As I once said to Celine Dion, why the long face?

 

^ Lady Gaga – Because some days you just want to look like a constipated Little Red Ridinghood with no pants on.

I had always thought of myself as one of those people who did not have any irrational fears. But last last week, faced with the idea that I would be getting a vaccine against measles, or swine flu, or whatever the hell disease it was that I would be immunized against, made me just want to throw myself under a bus. It would probably have hurt less. And I would be on the news.

But actually it was kind of disappointing. My class and I queued for thirty something minutes, shivering and yet sweating under the Siberian weather that is unique to our school hall only, and for what? An ant bite. Actually, for me it was probably less than an ant bite because I actually felt nothing. I had to ask the doctor if she had put it in yet (people with sewage for minds, ahem Emerald, will read the previous line differently). She said yea and I said huh?

It was so NOT what I had imagined my reaction to be.

I was going to see the needle inching closer and closer to me, I would draw my hand when it was too close, I would say I was sorry and would place my arm back where it was, the doctor would once again try to vaccinate me, I would draw my arm away, she would get frustrated and just jam the needle wherever she could. If it was in the eye, so be it.

But no. I sat on a stool for 10 seconds and left. Tadaa!! I left there vaccinated and annoyed. What was the fuss all about? Why did people faint? As I once said to Celine Dion, why the long face?

I think maybe this is how I’ll feel when the Leaving Cert exams are over. What was the fuss all about? What was the point of all the tears stress? I had just let my imagination run wild, and I had anticipated the worse, only to find that it wasn’t all that bad. Sympathy for Macbeth will probably come up, when I had slaved over bizzare themes like betrayal and isolation, and I would probably be given an integration question that did not require me to put a +c on the end. I can just imagine myself getting out of the exam hall thinking “huh?”

 

This ^ is what I’m hoping for. This is THE target. Forget medicine. Please, God, let me be like him after the exams. It’s an order.

8 thoughts on “As I once said to Celine Dion, why the long face?”

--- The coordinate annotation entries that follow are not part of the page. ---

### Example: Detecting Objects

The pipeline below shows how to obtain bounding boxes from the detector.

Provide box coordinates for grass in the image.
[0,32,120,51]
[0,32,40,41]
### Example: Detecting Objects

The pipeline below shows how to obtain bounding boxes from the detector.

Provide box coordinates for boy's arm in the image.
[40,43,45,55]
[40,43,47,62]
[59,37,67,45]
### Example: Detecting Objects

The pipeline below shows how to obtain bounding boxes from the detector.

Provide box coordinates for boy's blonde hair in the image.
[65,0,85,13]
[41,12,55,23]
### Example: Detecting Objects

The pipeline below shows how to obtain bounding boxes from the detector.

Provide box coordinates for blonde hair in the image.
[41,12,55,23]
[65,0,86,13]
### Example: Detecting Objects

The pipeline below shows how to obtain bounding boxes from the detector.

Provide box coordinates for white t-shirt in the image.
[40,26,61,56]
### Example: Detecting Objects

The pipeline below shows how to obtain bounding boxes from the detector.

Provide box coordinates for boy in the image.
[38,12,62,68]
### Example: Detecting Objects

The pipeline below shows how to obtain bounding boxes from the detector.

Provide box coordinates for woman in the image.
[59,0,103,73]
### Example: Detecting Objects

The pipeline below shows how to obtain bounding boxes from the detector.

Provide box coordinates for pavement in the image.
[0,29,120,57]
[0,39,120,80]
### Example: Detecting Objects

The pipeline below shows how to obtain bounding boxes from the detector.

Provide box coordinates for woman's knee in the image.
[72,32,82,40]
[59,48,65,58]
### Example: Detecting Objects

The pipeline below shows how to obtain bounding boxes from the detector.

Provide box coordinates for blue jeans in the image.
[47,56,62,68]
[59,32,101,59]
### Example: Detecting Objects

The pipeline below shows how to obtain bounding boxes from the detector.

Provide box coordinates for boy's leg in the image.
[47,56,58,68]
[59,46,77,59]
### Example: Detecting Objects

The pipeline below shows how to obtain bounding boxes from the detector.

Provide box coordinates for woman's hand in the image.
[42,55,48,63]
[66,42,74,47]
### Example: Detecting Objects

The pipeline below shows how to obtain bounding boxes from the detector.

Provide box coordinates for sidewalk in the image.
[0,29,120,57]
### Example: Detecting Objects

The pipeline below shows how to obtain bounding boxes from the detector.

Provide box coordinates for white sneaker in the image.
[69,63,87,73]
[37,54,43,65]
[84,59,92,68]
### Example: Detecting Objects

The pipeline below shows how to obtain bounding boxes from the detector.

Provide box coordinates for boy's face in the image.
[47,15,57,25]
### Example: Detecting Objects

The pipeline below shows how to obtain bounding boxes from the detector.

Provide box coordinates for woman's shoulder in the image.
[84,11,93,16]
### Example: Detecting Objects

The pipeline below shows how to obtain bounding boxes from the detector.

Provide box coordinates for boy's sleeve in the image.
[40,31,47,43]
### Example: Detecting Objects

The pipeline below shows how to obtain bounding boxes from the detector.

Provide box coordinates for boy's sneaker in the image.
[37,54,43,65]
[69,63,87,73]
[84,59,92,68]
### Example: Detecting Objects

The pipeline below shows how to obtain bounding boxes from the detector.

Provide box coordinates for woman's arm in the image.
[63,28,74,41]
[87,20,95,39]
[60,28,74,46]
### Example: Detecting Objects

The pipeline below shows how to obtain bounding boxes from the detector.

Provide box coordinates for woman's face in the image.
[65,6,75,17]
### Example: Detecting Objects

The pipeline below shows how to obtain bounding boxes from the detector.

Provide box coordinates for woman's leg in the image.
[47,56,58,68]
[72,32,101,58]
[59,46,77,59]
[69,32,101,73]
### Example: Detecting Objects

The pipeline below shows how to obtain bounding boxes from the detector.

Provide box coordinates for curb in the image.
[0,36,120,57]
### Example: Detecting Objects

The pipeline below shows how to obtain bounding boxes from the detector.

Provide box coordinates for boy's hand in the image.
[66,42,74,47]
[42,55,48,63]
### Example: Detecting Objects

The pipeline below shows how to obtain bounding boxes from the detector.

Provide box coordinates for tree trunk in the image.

  1. NICE metaphor. And I totally agree, the anticipation built up around the leaving cert is surely bigger than the exam itself.

    (Surely)

  2. Woo, I got a mention!

    Hah, that was brilliant when we were getting those shots. I am super terrified of needles so I was all like “THIS IS BULLCRAP” and then my mom was all like “You were born in America, you already got both the MMR shots. You’re immune.” And then I was all like “Sweet, guys.” And then my friends all got shots and the needle-jockey came over to me and was like “yo, needle-time” and I was all like “sit on it, bitch.”

    Seriously though, sympathy for Macbeth could come up? I was not informizzled of this.